Caminaban lento a causa del lodazal, de las ramas y plantas que cubrían con renovadas fuerzas el estrecho sendero.

Para avanzar mejor se dividieron. Adelante, dos hombres abrían brecha a machete, en medio iba el alcalde respirando agitadamente, mojado por dentro y por fuera, y detrás los dos hombres restantes cerraban la marcha desmochando los vegetales escapados a los macheteros de vanguardia.

Antonio José Bolívar era uno de los que viajaban detrás del alcalde.

– Monten las escopetas. Más vale andar preparados -ordenó el gordo.

– ¿Para qué? Es mejor llevar los cartuchos secos en las bolsas.

– Yo doy las órdenes aquí.

– A su orden, excelencia. Total, los cartuchos son del Estado.

Los hombres simularon cargar las escopetas.

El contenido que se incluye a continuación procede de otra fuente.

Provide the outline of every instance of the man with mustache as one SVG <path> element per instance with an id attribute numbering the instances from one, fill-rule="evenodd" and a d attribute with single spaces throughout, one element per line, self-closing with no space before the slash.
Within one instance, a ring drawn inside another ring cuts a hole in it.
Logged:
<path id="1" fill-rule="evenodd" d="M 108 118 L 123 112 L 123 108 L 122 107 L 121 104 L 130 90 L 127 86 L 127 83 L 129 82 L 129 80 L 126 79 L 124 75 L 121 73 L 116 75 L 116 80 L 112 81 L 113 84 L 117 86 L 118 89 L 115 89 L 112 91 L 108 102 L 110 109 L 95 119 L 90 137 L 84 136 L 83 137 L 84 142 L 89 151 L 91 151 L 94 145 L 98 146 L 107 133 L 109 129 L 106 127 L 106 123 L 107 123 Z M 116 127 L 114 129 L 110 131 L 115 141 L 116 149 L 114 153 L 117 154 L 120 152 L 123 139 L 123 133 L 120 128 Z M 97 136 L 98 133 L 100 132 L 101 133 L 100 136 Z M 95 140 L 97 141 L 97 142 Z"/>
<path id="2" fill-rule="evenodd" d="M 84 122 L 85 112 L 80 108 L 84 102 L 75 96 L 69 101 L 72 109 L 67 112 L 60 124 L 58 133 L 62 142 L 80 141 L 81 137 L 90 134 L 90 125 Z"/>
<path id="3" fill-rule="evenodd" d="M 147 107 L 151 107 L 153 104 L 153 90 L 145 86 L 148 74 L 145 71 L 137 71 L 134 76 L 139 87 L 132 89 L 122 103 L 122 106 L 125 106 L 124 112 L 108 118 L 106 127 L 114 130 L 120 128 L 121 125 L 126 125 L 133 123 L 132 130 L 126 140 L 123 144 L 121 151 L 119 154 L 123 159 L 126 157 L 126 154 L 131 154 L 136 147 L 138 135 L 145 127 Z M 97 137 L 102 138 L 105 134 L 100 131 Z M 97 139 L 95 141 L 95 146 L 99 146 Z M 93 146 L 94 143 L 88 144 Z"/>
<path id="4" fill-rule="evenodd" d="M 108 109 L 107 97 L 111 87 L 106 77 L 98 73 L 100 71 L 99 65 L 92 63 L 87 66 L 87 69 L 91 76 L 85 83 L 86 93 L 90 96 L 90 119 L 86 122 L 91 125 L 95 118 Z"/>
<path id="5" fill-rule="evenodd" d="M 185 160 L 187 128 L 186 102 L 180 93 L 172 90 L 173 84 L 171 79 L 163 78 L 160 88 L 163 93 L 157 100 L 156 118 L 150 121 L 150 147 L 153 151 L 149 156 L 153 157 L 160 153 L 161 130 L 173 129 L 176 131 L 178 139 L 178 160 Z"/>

A las cinco horas de caminata habían avanzado algo más de un kilómetro. La marcha se interrumpió repetidamente por causa de las botas del gordo. Cada cierto tiempo, hundía los pies en el lodazal burbujeante y parecía que el fango se tragara aquel cuerpo obeso. Enseguida venía la lucha por sacar los pies moviéndose con tal torpeza que sólo lograba hundirse más. Los hombres lo sacaban jalándolo de los sobacos, y unos cuantos pasos más adelante otra vez estaba el alcalde hundido hasta las rodillas.

De pronto, el gordo perdió una de las botas. El pie libre apareció blanco y liviano, pero, para conservar el equilibrio, lo hundió de inmediato junto al hueco donde había desaparecido la bota.